The Consumer Confidence Index from The Conference Board rebounded in July, increasing by 11.4 points to 135.7, the highest level of the year and the highest since November. The index is constructed so that it equals 100 in 1985. The composite index is just 2.2 points below the cycle high of 137.9 in October 2018 and 9 points below the all-time record of 144.7 in May 2000 (see top chart).
Both components of the index posted gains for the month. The present-situation component rose 6.6 points to 170.9, the highest since February and the 22nd month above 150, a very strong run. This index has posted a remarkable rebound, rising 150.7 points from a low of 20.2 in December 2009, just after the end of the Great Recession (see top chart again).
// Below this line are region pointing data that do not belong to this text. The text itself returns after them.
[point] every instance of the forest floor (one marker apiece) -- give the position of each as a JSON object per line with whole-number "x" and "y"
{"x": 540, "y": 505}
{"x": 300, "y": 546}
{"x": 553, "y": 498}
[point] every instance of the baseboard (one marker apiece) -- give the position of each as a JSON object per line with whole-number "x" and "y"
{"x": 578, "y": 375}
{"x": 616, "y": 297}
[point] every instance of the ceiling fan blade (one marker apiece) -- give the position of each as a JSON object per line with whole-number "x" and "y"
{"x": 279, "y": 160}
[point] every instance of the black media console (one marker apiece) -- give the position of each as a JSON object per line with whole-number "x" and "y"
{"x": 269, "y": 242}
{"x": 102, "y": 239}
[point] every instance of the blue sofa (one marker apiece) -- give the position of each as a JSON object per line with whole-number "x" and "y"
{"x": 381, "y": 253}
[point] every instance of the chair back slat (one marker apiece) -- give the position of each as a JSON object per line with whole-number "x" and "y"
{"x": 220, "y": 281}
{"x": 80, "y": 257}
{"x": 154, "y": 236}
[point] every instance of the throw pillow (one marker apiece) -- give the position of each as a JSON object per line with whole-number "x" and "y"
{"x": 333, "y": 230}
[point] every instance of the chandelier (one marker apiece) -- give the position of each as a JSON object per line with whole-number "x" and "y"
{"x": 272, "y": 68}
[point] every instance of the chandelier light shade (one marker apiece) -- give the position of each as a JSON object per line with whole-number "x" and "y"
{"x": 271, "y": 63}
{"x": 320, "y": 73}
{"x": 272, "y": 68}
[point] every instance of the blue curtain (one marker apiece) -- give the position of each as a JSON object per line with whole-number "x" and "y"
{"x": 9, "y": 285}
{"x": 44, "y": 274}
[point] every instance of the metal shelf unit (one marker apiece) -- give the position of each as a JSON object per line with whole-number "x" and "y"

The expectations component added 14.6 points, taking it to 112.2 from 97.6 in the prior month. The expectations index has been a bit more restrained compared to the present-situation index but has risen sharply from a reading of 27.3 in July 2009. The index has been holding around the 100 level since December 2016, averaging 104.7 over the last 32 months and staying within a range of 90 to 115. The all-time high for the expectations component is 125.8, recorded in April 1967.
Overall, consumer attitudes remain at historically favorable levels, driven by solid gains in income and a tight labor market. The persistently high level of consumer confidence is a positive sign for consumer spending and the economy overall.
The S&P Case-Shiller National Home Price Index rose 0.3 percent in May, pushing the 12-month change to 3.5 percent. Home prices have been moving consistently higher since February 2012, surpassing the February 2007 high during the housing bubble in December 2016 (see bottom chart). Home prices are now 13.2 percent above the February 2007 high. High home prices are a major reason for the generally moderate pace of home sales and new home construction, offsetting the positive benefits of relatively low mortgage rates and solid consumer fundamentals of low unemployment, rising incomes, and high consumer confidence. Given the countervailing forces, housing is unlikely to contribute significantly on a sustained basis to economic growth.